Other Neural Network Architectures
Beyond the three main deep learning architectures discussed above, there are numerous variations and adaptations of CNNs and RNNs. One approach currently gaining significant attention in deep learning research is Generative Adversarial Networks (GANs). GANs are used to synthesize model inputs, generating new data points from the same probability distribution as the original inputs. This technique can be applied to create datasets, as well as generate image and audio content that matches the "style" of the original inputs. For example, GANs can be used to produce new texts that resemble the compositions of well-known writers or generate artwork inspired by the painting styles of famous artists.

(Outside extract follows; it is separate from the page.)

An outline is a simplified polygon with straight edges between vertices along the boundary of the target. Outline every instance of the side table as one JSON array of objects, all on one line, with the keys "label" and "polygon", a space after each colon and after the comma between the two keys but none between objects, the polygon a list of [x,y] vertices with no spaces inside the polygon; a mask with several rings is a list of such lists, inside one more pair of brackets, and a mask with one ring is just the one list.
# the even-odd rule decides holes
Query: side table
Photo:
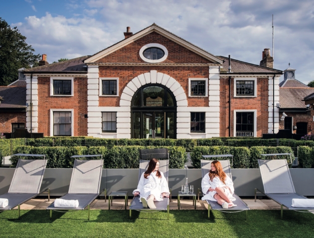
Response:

The application areas of GANs are extremely promising and forward-looking; however, training such networks remains experimental and is not yet fully understood. Nonetheless, initial models and results from current research are highly encouraging. Particularly exciting advancements are being made in the field of artificial image generation. Today, GANs are already being trained to simulate how a person might look in old age based on a single photo or to generate a 360-degree view of a subject from a frontal image. Another significant application of GANs is in text-to-image synthesis, where the model generates photorealistic images based on textual descriptions.
Summary and Outlook
Deep learning and neural networks are exciting machine learning methods applicable to a wide range of problems. Through representation learning—the ability to extract abstract concepts from data and use them to solve problems—deep learning models demonstrate high accuracy and generalizability for many complex tasks. The development of deep learning models, algorithms, and architectures is advancing rapidly, making it likely that deep learning will continue to establish itself as the benchmark in many machine learning disciplines. As technology continues to progress, increasingly complex architectures will become feasible. Even today, specialized deep learning hardware, such as Google's Tensor Processing Units (TPUs), is designed to meet the numerical demands of deep learning models, further accelerating advancements in the field.
References
- Rosenblatt, Frank (1958). The perceptron. A probabilistic model for information storage and organization in the brain. Psychological Reviews, 65: S. 386–408.
- Goodfellow, Ian; Bengio Yoshua; Courville, Cohan (2016). Deep Learning. MIT Press.
- Haykin, Simon (2008). Neural Networks and Machine Learning. Pearson.
- Bishop, Christopher M (1996). Neural Networks for Pattern Recognition. Oxford Press.